A flowchart that illustrates the overall design of both such trials is shown in Fig. 1.
World Health Organization Ordinal Scale
To best describe the clinical status of the patient, we adopted the World Health Organization’s ordinal scale. Similar scale such as the 7-category ordinal scale was used in a previous trial (1). This scale has proven to be an effective way of describing the severity of illness as well as for assessing clinical outcomes in hospitalized patients. This 7-category ordinal scale has been used recently by Wang (2) to categorize outcomes in patients hospitalized with seasonal influenza infection. The authors found the scale to be a useful in capturing a broad range of clinical states as well as tracking patient’s status change. Although the ordinal scale is useful for patient classification, it is difficult to design a trial based on every stage. Therefore, we used a composite endpoint that combines similar groups together. The details of this World Health Organization ordinal scale are given in Table 1. Stage 0 is not included here since we are not interested in the uninfected population.
Table 1
Different Stages of a Patient.
Stage | Condition |
8 | Death |
7 | Ventilation with Additional Organ Support (ECMO*) |
6 | Intubation and Mechanical Ventilation |
5 | Non-invasive Ventilation or High-flow Oxygen |
4 | Oxygen by Mask or Nasal Prongs |
3 | Hospitalized; No Oxygen Therapy |
2 | Limitation of Activities |
1 | No Limitation of Activities |
*ECMO: extracorporeal membrane oxygenation |
Composite Endpoints
A composite endpoint is a single measure of effect, based on a combination of individual components endpoints. Composite endpoints have high utility in evaluating the efficacy of therapeutic interventions that could individually or concurrently alter several different symptoms or outcomes. For example, in Type II diabetics, a drug may affect HbA1C (hemoglobin A1C), body weight, and systolic blood pressure (3). Often, the frequency of events in individual components of a composite endpoint may be low, so several components are combined to assess the overall efficacy of an intervention. However, each component of a composite endpoint should be clinically meaningful. Ideally, all component should be weighted equally, but this is rarely possible, therefore the relative importance of the components may have to be determined by the frequency of occurrence of the component outcomes. For instance, in cardiovascular trials, death, myocardial infarction (MI), stroke, coronary revascularization and hospitalization for angina are commonly combined, although fatal and non-fatal events are not be treated as the same. In a recent study, patients and clinical trial authors, when asked to assign “spending weights” to five events - death, myocardial infarction, stroke, coronary revascularization and hospitalization for angina, assigned different weights to each of these components (4).

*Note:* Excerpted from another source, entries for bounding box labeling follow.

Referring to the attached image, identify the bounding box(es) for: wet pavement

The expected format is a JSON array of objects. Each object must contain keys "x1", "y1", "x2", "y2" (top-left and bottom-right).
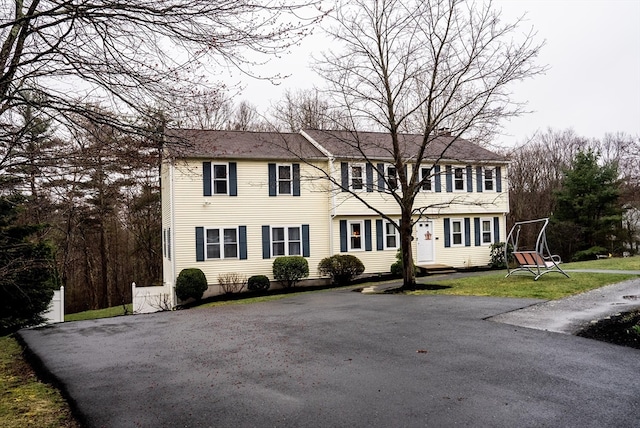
[{"x1": 19, "y1": 280, "x2": 640, "y2": 428}]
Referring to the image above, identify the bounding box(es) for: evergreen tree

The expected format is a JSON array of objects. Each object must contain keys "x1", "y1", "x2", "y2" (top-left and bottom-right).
[
  {"x1": 0, "y1": 194, "x2": 55, "y2": 335},
  {"x1": 553, "y1": 149, "x2": 622, "y2": 257}
]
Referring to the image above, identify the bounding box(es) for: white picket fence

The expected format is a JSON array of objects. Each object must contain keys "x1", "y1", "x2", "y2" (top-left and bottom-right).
[
  {"x1": 131, "y1": 282, "x2": 174, "y2": 314},
  {"x1": 42, "y1": 286, "x2": 64, "y2": 324}
]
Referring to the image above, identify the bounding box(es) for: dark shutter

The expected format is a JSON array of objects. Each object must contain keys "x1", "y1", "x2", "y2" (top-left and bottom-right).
[
  {"x1": 266, "y1": 163, "x2": 278, "y2": 196},
  {"x1": 293, "y1": 163, "x2": 300, "y2": 196},
  {"x1": 340, "y1": 220, "x2": 347, "y2": 253},
  {"x1": 229, "y1": 162, "x2": 238, "y2": 196},
  {"x1": 444, "y1": 165, "x2": 453, "y2": 192},
  {"x1": 444, "y1": 218, "x2": 451, "y2": 248},
  {"x1": 262, "y1": 226, "x2": 271, "y2": 259},
  {"x1": 340, "y1": 162, "x2": 349, "y2": 192},
  {"x1": 302, "y1": 224, "x2": 311, "y2": 257},
  {"x1": 238, "y1": 226, "x2": 247, "y2": 260},
  {"x1": 476, "y1": 166, "x2": 484, "y2": 192},
  {"x1": 376, "y1": 163, "x2": 384, "y2": 192},
  {"x1": 202, "y1": 162, "x2": 211, "y2": 196},
  {"x1": 464, "y1": 217, "x2": 471, "y2": 247},
  {"x1": 435, "y1": 165, "x2": 442, "y2": 192},
  {"x1": 364, "y1": 220, "x2": 373, "y2": 251},
  {"x1": 376, "y1": 219, "x2": 384, "y2": 251},
  {"x1": 366, "y1": 163, "x2": 373, "y2": 192},
  {"x1": 196, "y1": 227, "x2": 204, "y2": 262}
]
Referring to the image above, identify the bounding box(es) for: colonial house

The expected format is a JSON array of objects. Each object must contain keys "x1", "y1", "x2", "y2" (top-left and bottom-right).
[{"x1": 148, "y1": 129, "x2": 508, "y2": 310}]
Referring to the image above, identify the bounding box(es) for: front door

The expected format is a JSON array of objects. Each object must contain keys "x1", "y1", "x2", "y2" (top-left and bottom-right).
[{"x1": 416, "y1": 220, "x2": 435, "y2": 265}]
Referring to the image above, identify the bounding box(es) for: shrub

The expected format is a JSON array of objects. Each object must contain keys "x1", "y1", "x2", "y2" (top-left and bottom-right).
[
  {"x1": 176, "y1": 268, "x2": 208, "y2": 300},
  {"x1": 489, "y1": 242, "x2": 513, "y2": 269},
  {"x1": 572, "y1": 246, "x2": 609, "y2": 262},
  {"x1": 218, "y1": 272, "x2": 247, "y2": 294},
  {"x1": 247, "y1": 275, "x2": 271, "y2": 291},
  {"x1": 318, "y1": 254, "x2": 364, "y2": 285},
  {"x1": 273, "y1": 256, "x2": 309, "y2": 288}
]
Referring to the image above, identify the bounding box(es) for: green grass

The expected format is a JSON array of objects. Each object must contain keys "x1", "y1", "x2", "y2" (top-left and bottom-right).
[
  {"x1": 409, "y1": 271, "x2": 636, "y2": 300},
  {"x1": 0, "y1": 336, "x2": 79, "y2": 428},
  {"x1": 562, "y1": 256, "x2": 640, "y2": 271},
  {"x1": 64, "y1": 303, "x2": 133, "y2": 321}
]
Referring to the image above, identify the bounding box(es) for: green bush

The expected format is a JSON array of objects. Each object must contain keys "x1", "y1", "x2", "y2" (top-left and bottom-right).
[
  {"x1": 176, "y1": 268, "x2": 208, "y2": 300},
  {"x1": 489, "y1": 242, "x2": 513, "y2": 269},
  {"x1": 247, "y1": 275, "x2": 271, "y2": 291},
  {"x1": 572, "y1": 246, "x2": 609, "y2": 262},
  {"x1": 273, "y1": 256, "x2": 309, "y2": 288},
  {"x1": 318, "y1": 254, "x2": 364, "y2": 285}
]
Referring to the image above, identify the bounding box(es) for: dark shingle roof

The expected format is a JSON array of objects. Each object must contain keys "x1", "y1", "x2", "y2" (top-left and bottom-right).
[
  {"x1": 304, "y1": 130, "x2": 506, "y2": 162},
  {"x1": 165, "y1": 129, "x2": 506, "y2": 162},
  {"x1": 165, "y1": 129, "x2": 325, "y2": 160}
]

In trials where death is a possible outcome, it is often included as a part of a composite outcome to capture the overall efficacy of the treatment. In this regard, the statistical theory of competing risk provides support to the notion of including mortality as a component of a composite outcome (5). In a review of 14 journals between January 2000 to January 2007, of the 1231 cardiovascular trials, 37% used composite endpoints, and 98% of these trials included mortality as a component (6).
For COVID-19 patients, it is nearly impossible to come up with a composite endpoint that could include all stages. Therefore, further classification is needed. Based on the World Health Organization ordinal scale, patients are separated into three group: High-Risk Group (Stages 6 and 7), Intermediate-Risk Group (Stages 3, 4, and 5), Low-Risk Group (Stages 1 and 2). Patients in intermediate-risk group are treated in a similar way while the high-risk group patients need some innovative and aggressive treatment. Two independent clinical trials with two different designs are proposed for the intermediate-risk group and the high-risk group. Note that if a patient in the intermediate-risk group could not recover and progresses to the high-risk group, then that patient could be eligible for the high-risk group trial.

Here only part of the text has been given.